Friday, June 16, 2017

He is not a tame lion.

The fool has said in his heart, “There is no God.”  Psalm 14:1

O Lord, we come this morning
Knee-bowed and body-bent
Before Thy throne of grace.
O Lord--this morning--
Bow our hearts beneath our knees,
And our knees in some lonesome valley.
We come this morning--
Like empty pitchers to a full fountain,
With no merits of our own.
O Lord--open up a window of heaven,
And lean out far over the battlements of glory,
And listen this morning. –James Weldon Johnson

And sometimes I am discouraged, as I sling my daily knapsack over my shoulder and head out into the new day; the road is rocky and the high passes ahead of me are formidable indeed.

It tool them some time to reach the foot of the slope and, when they did, they looked down from the top of the cliffs at a river running below them from west to east. It was walled in by precipices on the far side as well as on their own, and it was green and sunless, full of rapids and waterfalls. The roar of it shook the earth even where they stood.
“The bright side of it is,” said Puddleglum, “that if we break our necks getting down the cliffs, then we’re safe from being drowned in the river.” –C. S. Lewis
And now and then I even wonder if this journey is all in my own head, a foolish game that Puddleglum and I are playing.

And this morning I came, knee-bowed and body-bent.

Like an empty pitcher before a full fountain.

Gripping the metaphorical prayer list of beloved souls in my fist, before the Throne of Grace.

No. As I hold each name before the fountain, No. I will choose to believe. I will choose to believe in purpose and goodness and dependence on His strength and courage and His outstretched love. I refuse to settle for the tepid stew of good sense and security and big walls built up.

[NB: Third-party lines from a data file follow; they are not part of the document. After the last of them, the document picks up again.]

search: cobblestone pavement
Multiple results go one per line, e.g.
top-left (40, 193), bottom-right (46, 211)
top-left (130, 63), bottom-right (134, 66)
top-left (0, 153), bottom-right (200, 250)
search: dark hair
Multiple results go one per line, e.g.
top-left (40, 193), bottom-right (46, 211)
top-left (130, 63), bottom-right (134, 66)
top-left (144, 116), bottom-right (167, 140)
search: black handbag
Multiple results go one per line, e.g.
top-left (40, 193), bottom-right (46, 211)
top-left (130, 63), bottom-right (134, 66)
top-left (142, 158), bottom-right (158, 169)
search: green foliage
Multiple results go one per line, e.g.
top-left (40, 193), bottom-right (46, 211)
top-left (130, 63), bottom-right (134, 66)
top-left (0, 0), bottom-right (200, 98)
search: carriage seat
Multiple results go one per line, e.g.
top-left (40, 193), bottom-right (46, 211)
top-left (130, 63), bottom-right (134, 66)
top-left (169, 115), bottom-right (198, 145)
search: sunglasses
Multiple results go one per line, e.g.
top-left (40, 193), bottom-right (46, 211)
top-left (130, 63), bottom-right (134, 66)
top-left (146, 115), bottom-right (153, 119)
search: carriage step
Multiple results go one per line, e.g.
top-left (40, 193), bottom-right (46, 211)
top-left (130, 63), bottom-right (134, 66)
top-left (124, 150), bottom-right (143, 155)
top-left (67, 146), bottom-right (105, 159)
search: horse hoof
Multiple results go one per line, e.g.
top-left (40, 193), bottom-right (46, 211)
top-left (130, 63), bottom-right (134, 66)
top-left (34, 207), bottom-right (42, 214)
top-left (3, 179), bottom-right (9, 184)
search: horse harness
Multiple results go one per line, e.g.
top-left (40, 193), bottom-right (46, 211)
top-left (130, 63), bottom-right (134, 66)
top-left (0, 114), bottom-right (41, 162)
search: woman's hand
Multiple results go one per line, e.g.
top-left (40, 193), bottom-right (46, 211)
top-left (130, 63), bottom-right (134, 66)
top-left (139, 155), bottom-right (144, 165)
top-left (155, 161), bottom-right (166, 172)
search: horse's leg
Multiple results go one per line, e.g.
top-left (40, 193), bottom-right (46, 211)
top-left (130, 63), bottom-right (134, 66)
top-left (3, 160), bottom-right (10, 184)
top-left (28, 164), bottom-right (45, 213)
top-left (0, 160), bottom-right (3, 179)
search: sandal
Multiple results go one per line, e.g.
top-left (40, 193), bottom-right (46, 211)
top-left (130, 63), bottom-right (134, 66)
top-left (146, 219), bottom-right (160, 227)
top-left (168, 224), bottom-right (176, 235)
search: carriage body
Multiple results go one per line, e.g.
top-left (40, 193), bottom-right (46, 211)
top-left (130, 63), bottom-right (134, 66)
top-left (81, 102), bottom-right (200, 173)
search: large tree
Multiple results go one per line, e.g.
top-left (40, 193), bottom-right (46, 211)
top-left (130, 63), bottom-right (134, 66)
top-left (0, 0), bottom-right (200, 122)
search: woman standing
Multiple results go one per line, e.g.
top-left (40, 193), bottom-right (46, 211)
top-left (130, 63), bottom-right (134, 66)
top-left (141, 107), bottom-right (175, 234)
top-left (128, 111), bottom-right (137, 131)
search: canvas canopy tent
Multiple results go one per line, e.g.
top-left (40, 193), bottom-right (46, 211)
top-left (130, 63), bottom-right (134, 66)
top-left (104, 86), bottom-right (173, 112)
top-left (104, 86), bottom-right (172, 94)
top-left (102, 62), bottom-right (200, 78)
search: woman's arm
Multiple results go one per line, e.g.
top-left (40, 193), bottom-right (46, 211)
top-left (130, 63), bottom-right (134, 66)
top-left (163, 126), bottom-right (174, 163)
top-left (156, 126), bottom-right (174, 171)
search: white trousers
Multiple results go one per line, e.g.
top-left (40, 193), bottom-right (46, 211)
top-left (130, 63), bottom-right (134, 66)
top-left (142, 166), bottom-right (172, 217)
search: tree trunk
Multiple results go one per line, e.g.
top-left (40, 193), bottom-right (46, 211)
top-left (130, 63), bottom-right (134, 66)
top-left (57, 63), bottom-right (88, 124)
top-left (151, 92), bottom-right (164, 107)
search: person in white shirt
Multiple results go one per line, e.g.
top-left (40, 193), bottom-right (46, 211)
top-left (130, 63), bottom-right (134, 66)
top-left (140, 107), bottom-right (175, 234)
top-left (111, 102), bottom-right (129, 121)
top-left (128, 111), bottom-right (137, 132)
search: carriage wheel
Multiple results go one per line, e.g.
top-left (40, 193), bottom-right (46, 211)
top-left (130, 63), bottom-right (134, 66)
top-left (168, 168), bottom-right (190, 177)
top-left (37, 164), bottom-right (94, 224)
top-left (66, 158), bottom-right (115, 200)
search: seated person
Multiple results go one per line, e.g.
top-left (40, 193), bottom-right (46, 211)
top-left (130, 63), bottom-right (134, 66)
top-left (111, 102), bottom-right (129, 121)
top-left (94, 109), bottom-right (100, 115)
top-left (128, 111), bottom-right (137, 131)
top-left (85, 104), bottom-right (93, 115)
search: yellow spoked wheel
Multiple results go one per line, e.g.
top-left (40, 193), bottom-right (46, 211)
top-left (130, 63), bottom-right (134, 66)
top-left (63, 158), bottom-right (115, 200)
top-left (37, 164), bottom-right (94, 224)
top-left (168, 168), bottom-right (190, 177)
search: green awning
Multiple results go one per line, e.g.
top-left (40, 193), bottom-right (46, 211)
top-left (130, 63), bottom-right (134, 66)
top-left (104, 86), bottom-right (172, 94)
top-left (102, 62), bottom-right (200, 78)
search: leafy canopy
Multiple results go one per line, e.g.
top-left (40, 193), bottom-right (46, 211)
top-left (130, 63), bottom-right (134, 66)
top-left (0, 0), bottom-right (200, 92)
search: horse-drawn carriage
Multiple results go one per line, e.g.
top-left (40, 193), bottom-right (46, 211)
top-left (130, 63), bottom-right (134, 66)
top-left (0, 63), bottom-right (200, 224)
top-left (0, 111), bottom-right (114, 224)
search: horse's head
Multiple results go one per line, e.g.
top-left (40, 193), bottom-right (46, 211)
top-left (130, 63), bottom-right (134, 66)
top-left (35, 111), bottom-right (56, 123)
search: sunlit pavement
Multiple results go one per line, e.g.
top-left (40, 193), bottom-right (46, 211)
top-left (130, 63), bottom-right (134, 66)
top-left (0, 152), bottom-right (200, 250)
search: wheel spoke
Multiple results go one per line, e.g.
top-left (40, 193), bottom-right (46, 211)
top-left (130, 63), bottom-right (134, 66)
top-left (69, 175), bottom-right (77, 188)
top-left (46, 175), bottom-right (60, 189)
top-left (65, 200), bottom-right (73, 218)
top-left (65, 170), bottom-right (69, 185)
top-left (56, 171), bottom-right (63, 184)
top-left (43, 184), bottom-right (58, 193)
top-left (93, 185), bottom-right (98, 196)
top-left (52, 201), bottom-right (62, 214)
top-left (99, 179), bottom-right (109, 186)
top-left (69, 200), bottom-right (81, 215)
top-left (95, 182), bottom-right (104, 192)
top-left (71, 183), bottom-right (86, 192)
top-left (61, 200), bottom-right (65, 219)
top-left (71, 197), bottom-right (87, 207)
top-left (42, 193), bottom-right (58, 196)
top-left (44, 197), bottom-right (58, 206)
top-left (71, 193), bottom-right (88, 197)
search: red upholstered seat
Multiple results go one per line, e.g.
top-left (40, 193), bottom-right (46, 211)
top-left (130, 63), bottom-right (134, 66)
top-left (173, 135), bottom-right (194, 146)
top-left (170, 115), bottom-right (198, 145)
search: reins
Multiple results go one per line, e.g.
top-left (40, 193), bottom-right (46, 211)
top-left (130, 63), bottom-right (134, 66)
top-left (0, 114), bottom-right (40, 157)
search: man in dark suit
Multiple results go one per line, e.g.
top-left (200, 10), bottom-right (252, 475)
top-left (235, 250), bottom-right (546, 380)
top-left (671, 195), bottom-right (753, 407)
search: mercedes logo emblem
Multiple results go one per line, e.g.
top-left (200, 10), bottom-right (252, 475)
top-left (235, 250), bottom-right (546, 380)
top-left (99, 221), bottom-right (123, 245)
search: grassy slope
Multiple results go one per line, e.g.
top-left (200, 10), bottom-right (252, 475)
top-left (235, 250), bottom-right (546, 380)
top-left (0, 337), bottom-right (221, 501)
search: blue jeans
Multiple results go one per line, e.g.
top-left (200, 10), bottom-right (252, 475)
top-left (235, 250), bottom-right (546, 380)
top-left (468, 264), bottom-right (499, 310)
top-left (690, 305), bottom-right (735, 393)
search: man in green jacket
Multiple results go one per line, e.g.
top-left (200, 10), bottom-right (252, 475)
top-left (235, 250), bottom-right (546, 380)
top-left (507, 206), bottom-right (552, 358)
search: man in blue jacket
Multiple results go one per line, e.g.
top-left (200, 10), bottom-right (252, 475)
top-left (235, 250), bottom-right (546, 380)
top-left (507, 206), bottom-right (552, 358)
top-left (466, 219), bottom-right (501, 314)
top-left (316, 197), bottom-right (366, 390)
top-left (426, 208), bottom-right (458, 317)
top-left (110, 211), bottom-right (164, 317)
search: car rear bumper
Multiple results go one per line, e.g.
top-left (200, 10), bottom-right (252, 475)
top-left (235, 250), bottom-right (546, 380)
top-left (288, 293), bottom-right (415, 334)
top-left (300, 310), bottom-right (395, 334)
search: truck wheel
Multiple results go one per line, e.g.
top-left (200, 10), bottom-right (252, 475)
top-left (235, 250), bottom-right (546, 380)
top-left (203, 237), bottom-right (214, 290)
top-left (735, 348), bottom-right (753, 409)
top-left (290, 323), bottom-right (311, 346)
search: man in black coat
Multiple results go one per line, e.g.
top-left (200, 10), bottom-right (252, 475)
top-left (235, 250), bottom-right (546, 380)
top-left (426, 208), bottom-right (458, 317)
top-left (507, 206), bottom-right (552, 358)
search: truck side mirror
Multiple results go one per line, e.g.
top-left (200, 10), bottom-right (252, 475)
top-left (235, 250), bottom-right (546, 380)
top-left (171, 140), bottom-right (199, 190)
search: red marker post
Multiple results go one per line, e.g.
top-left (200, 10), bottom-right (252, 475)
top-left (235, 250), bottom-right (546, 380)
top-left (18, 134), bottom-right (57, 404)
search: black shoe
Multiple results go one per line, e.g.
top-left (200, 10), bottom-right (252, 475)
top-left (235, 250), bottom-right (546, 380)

“One word, Ma’am,” he said, coming back from the fire; limping, because of the pain. “One word. All you’ve been saying is quite right, I shouldn’t wonder. I’m a chap who always liked to know the worst and then put the best face I can on it. So I won’t deny any of what you said. But there’s one thing more to be said, even so. Suppose we have only dreamed, or made up, all those things–trees and grass and sun and moon and stars and Aslan himself. Suppose we have. Then all I can say is that, in that case, the made-up things seem a good deal more important than the real ones. Suppose this black pit of a kingdom of yours is the only world. Well, it strikes me as a pretty poor one. And that’s a funny thing, when you come to think of it. We’re just babies making up a game, if you’re right. But four babies playing a game can make a play-world which licks your real world hollow. That’s why I’m going to stand by the play-world. I’m on Aslan’s side even if there isn’t any Aslan to lead it. I’m going to live as like a Narnian as I can even if there isn’t any Narnia. So, thanking you kindly for our supper, if these two gentlemen and the young lady are ready, we’re leaving your court at once and setting out in the dark to spend our lives looking for Overland. Not that our lives will be very long, I should think; but that’s a small loss if the world’s as dull a place as you say.”

On June 16, 1976, seven hundred school children were killed in Soweto, South Africa, as the struggled against the forces of apartheid. The 1,500 heavily armed police officers deployed to Soweto on 17 June carried weapons including automatic rifles, stun guns, and carbines. They drove in armoured vehicles with helicopters monitoring the area from the sky. 

 And this is the song the children sang:
We are marching, marching,
We are marching, marching,
We are marching in the light of God.
We are living in the love of God,
We are living in the love of God,
We are living, living,
We are living, living,
We are living in the love of God,
We are moving in the power of God,
We are moving in the power of God,
We are moving, moving,
We are moving, moving,
We are moving in the power of God.
Siyahamb' ekukhanyen' kwenkhos',
Siyahamb' ekukhanyen' kwenkhos'.
Siyahamba, hamba, siyahamba, hamba,
Siyahamb' ekukhanyen' kwenkhos'.
And so today, LORD, let me not settle for warm fireplaces and sweetly scented drowsiness and the, quite honestly, soothing, thrum, thrum of busy background noise that urges complacency and safety, and questions all that is good.

Let me march forward today, living and moving in His power, with cheer on my lips and a song of joy in my heart to God our Strength.

Only a fool has said in his heart, “There is no God.”